Per giorni Francesca non mi ha parlato. Riccardo mi ha mandato messaggi minacciosi: «Se non riporti subito Martina a casa chiamiamo i carabinieri!»
Ho avuto paura, sì. Ma sapevo che stavo facendo la cosa giusta.
Martina pian piano ha ricominciato a sorridere. Abbiamo cucinato insieme, guardato vecchi film italiani in bianco e nero, passeggiato sotto i portici di Bologna parlando di tutto e di niente.
Un pomeriggio mi ha detto: «Nonna, qui mi sento vista.»
Ho pianto in silenzio.
Dopo due settimane Francesca si è presentata alla mia porta. Era pallida, gli occhi gonfi.
«Mamma… posso entrare?»
L’ho fatta accomodare in cucina. Martina era in camera sua.
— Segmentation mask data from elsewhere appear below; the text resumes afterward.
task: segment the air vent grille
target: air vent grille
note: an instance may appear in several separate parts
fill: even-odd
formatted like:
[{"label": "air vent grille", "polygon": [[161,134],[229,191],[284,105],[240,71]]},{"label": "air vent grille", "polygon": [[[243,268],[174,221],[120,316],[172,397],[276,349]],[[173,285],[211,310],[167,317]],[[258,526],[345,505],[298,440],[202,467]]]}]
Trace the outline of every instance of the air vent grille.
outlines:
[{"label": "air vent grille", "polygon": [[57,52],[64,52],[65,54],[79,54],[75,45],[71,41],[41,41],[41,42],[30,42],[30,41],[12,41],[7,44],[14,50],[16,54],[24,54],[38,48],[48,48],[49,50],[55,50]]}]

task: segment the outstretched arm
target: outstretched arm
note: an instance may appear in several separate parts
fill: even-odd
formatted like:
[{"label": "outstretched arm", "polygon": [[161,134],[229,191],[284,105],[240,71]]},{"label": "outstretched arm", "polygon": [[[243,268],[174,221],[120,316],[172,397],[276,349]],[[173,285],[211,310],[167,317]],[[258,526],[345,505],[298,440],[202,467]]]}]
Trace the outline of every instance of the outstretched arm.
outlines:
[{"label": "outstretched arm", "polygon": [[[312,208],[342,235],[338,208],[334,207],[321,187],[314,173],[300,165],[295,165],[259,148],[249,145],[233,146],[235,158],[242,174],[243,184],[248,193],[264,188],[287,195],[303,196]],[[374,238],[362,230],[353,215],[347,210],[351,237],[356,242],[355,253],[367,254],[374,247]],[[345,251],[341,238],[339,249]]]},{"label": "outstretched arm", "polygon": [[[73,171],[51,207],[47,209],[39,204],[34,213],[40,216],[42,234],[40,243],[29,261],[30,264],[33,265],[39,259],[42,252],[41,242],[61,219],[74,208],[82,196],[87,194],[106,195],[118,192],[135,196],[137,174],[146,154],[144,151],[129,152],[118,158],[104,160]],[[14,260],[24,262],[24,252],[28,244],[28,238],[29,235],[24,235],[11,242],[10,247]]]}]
«Non so più cosa fare», ha sussurrato Francesca. «Mi sembra che tutto mi sfugga di mano.»
Le ho preso la mano tra le mie. «Devi ascoltare tua figlia. Non solo sentirla: ascoltarla davvero.»
Abbiamo parlato a lungo quella sera. Francesca ha pianto come non la vedevo fare da anni.
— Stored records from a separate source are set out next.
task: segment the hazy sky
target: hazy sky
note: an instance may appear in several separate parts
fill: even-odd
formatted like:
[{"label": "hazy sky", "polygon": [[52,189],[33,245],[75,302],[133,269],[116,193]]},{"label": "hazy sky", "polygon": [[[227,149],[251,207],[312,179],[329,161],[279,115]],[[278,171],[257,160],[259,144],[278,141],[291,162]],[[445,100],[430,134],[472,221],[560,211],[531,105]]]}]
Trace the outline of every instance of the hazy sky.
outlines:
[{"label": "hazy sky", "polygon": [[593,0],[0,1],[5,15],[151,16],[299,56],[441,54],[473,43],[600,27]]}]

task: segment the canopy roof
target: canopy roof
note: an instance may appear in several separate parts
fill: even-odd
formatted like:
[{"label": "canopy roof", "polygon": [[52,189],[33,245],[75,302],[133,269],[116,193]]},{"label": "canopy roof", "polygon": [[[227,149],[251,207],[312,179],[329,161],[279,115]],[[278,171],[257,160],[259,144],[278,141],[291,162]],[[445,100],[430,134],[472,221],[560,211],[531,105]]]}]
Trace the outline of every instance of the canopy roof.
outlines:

Quando Martina è scesa in cucina e ha visto sua madre lì, si è fermata sulla soglia.
«Martina… scusa», ha detto Francesca con voce rotta.
Martina l’ha guardata negli occhi per un lungo istante prima di abbracciarla forte.
Da quel giorno qualcosa è cambiato. Non tutto si è risolto: ci sono ancora momenti difficili, tensioni sottili che attraversano i pranzi della domenica come correnti sotterranee. Ma ora so che Martina non è più sola.
A volte mi chiedo se sia giusto intromettersi così nelle vite degli altri, anche se sono le persone che ami di più al mondo. Ma poi guardo Martina sorridere mentre prepara la pizza con me e penso: forse l’amore vero è proprio questo — rischiare tutto per chi ami.
E voi? Avreste avuto il coraggio di andare contro vostra figlia per salvare vostra nipote? Dove finisce il rispetto per le scelte degli altri e dove comincia il dovere di intervenire?